February 20, 2013
Jeremy Bonderman understands his situation. He's a pitcher who hasn't thrown in a Major League game in nearly three years, a guy with a lot of mileage on his right arm and a 30-year-old veteran trying to win a job on a team with a ton of young pitching prospects.
But he's also a competitor, a man with World Series experience who understands what it takes to be a big leaguer, and a proven starter with a desire to write a better ending to his career than the one currently scripted.
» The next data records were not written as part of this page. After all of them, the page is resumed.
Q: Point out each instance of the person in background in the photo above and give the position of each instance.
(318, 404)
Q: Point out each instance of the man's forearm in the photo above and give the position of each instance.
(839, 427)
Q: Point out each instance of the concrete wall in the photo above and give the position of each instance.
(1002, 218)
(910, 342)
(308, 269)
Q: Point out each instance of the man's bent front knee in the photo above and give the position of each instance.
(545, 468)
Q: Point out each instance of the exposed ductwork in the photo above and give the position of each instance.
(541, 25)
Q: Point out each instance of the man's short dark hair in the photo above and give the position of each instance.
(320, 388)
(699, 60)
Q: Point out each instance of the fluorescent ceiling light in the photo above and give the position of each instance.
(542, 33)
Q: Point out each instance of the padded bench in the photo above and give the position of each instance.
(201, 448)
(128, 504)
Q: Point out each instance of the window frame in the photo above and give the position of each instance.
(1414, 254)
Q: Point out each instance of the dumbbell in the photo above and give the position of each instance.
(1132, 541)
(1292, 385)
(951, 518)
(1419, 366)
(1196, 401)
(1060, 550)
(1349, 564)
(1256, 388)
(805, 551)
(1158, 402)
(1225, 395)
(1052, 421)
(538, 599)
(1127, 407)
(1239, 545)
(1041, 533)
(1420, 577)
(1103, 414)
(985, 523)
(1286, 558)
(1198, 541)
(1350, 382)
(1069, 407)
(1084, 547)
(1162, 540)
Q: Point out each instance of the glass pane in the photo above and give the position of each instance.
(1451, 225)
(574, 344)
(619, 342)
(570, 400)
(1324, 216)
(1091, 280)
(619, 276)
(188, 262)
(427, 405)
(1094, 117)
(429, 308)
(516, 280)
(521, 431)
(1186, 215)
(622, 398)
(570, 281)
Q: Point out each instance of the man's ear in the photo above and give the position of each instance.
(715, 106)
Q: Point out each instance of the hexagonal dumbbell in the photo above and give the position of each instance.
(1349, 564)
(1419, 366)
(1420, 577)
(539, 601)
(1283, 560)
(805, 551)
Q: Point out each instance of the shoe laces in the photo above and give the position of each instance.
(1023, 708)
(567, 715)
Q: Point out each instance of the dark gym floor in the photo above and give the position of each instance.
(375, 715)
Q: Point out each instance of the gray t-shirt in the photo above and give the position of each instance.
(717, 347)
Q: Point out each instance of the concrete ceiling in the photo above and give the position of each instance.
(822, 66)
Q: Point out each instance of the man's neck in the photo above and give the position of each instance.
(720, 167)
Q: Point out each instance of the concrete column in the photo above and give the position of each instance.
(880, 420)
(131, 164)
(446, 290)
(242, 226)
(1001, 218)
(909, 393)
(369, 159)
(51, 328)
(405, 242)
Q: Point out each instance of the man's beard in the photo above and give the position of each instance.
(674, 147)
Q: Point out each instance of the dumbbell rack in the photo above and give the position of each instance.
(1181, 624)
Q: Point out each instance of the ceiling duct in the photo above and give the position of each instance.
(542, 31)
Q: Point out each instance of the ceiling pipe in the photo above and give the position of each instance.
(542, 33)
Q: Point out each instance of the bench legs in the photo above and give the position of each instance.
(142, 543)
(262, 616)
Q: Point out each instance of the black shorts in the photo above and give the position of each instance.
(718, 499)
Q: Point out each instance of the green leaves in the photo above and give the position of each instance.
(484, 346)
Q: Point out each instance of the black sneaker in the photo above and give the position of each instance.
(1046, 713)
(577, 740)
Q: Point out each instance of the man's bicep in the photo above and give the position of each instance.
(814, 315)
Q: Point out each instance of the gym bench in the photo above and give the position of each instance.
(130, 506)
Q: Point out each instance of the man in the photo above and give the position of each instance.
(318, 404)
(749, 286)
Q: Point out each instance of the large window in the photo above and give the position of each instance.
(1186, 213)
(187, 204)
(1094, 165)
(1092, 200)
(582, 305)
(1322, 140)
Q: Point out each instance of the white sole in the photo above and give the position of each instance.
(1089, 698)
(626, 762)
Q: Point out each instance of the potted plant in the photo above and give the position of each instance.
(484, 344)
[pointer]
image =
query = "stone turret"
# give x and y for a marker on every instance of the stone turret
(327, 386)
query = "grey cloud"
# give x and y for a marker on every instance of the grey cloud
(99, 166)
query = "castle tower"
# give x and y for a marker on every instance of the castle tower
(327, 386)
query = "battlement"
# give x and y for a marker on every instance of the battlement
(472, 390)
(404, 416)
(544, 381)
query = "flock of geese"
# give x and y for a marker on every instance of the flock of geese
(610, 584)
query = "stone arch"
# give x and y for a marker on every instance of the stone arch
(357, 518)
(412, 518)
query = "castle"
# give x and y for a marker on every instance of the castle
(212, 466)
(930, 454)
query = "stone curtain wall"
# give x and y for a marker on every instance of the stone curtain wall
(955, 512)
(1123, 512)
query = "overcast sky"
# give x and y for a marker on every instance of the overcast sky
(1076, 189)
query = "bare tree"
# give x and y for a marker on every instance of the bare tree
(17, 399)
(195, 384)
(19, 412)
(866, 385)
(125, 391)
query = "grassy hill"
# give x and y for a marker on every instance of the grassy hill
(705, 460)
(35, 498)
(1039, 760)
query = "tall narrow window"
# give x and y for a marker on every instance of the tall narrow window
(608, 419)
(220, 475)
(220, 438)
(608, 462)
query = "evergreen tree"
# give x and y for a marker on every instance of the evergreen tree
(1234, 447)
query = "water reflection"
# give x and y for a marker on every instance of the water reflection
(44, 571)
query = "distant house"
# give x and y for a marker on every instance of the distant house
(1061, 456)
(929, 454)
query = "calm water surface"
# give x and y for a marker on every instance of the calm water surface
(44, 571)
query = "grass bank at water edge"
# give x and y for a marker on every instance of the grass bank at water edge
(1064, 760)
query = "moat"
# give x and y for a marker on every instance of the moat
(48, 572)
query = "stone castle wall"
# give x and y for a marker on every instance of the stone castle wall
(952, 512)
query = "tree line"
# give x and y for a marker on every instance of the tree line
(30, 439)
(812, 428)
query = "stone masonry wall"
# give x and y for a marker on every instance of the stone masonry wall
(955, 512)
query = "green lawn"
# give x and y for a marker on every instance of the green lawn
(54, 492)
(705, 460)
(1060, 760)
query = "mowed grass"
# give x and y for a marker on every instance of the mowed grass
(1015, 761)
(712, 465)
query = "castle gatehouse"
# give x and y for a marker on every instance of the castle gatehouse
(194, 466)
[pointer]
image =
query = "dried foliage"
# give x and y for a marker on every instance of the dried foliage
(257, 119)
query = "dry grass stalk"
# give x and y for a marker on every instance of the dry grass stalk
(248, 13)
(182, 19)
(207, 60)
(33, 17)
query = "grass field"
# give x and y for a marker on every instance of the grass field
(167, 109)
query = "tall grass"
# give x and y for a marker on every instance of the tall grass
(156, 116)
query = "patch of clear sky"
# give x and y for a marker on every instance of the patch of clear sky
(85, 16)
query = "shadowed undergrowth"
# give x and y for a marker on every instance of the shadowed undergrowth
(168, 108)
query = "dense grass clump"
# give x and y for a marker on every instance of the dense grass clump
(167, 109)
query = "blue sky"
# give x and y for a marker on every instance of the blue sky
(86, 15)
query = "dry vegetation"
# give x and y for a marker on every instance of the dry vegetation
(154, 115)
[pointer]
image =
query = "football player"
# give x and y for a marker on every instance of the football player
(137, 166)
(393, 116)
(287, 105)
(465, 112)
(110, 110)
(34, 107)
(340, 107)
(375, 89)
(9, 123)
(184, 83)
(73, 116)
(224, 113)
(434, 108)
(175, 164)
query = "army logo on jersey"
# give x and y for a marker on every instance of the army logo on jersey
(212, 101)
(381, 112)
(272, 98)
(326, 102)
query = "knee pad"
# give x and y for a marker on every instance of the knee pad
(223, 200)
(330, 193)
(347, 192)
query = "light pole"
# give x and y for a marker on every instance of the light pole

The former Tigers starter is in Mariners camp on a Minor League deal, a non-roster invitee given a chance to show what he can do as he comes back from Tommy John surgery. The elbow had bothered Bonderman for years, though was the lesser of his concerns after dealing with thoracic outlet compression syndrome in his right chest that wiped out much of his 2008 and '09 seasons.
"I'm taking it as a second chance," Bonderman said while sitting at his locker in the Mariners' clubhouse prior to Tuesday's workout. "For me, I want to go out on my own terms. I don't know what's going to happen here, but if I prove myself healthy, they'll either say, 'You're on the team,' or, 'Hey, you're not good enough.' It is what it is."
As a native of Richland, Wash., Bonderman figured the Mariners were the perfect team to resurrect his career after rehabbing his arm and elbow the past two years at his home in eastern Washington.
He's thrown fairly well in his initial bullpen sessions this spring, but knows the real test will come when games begin.
"I'm just trying to get better every time and be more consistent," Bonderman said. "It's been a couple years, so I'm just trying to get the rhythm down and get the tempo. My first bullpen wasn't the greatest, but my last two have been really good. Bullpens aren't everything. Hitters will let you know."
Bonderman will throw his first live batting practice session on Wednesday, then be ready for game action when the Cactus League season opens Friday.
He acknowledges he's still kicking the rust off, but the most important thing for Bonderman is throwing free and easy and without pain for the first time in years. He underwent Tommy John surgery in April after the elbow continued bothering him despite not pitching since 2010, when he went 8-10 with a 5.53 ERA in 30 games with the Tigers.
"It feels amazing," he said. "Quite honestly, I'd have gotten it fixed a long time ago if I'd known it would feel this good. I had the surgery in April, so it's only been nine months. But after about six weeks, I didn't have any pain anymore and had a full range of motion.